Literacy Rate: 93.5%
Foods: Although Hong Kong is considered a “World’s Fair of Food” with a variety of cultural influences and western restaurants, it is highly influenced by Cantonese cuisine. Some popular dishes include dim sum, roast duck, and wife cake. “Wife cake” is a traditional Cantonese pastry with flaky skin made with winter melon, almond paste, and sesame.
Work environment: The typical workweek in China is Monday through Friday with a half workday on Saturday. The average weekly working hours of full-time employees in Hong Kong is 49 hours. There are 12 mandatory holiday days throughout the year, and an additional 5 personal holiday days.
Unemployment Rate: 3.4% (2012)
Education: The medium of instruction is in Cantonese Chinese, with written Chinese and English. The education system features the following:
— 3 years kindergarten, non-compulsory
— 6 years primary education, mandatory
— 3 years junior secondary education, mandatory
— 2 years senior secondary education, non-compulsory, leading to the Hong Kong Certificate of Education Examinations
–2 years matriculation course, non-compulsory, leading to the Hong Kong Advanced Level Examinations
Life expectancy: 82.9 years old
Drinking/Smoking age: The drinking age & allowed age to purchase alcohol is 18 years old. Selling cigarettes to persons under 18 is not permitted, but there is no legal age on smoking. Vending machines selling tobacco are not permitted.
Driving: Driving age is 18 years old in Hong Kong, as well as mainland China. Cars drive on the LEFT side of the road, with cars having the steering wheel on the RIGHT side of the car.
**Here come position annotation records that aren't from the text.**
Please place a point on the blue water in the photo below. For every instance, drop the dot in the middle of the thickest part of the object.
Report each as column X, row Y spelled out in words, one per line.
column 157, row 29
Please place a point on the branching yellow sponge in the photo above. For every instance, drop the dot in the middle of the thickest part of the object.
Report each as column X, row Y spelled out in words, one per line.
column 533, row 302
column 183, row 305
Random interesting Hong Kong facts:
- Hong Kong’s name means “fragrant harbor” in Chinese. The name is thought to come from Hong Kong’s incense trade and its lingering smells over the harbor.
- Hong Kong architects take Feng Shui into consideration when designing a building.
- Hong Kong boasts of more Rolls Royce cars per person than any other city in the world.
Hong Kong has the most skyscrapers in the world with 2,000 – almost double of second-place New York City.
- Lucky numbers in Hong Kong are 2, 3, 6, 8 and 9 – unlucky numbers are 1, 4 and 7 (4 and 7 sound like the Chinese word for death).
- At funerals, Hong Kong residents burn items that they think will help the deceased in the afterlife, such as money.
- 98% of Hong Kong’s income goes to the top 3% of society.
- Hong Kong has one of five Disneyland theme parks in the world.
- If you have a balcony or rooftop patio in your apartment or condo in Hong Kong, it’s considered very luxurious.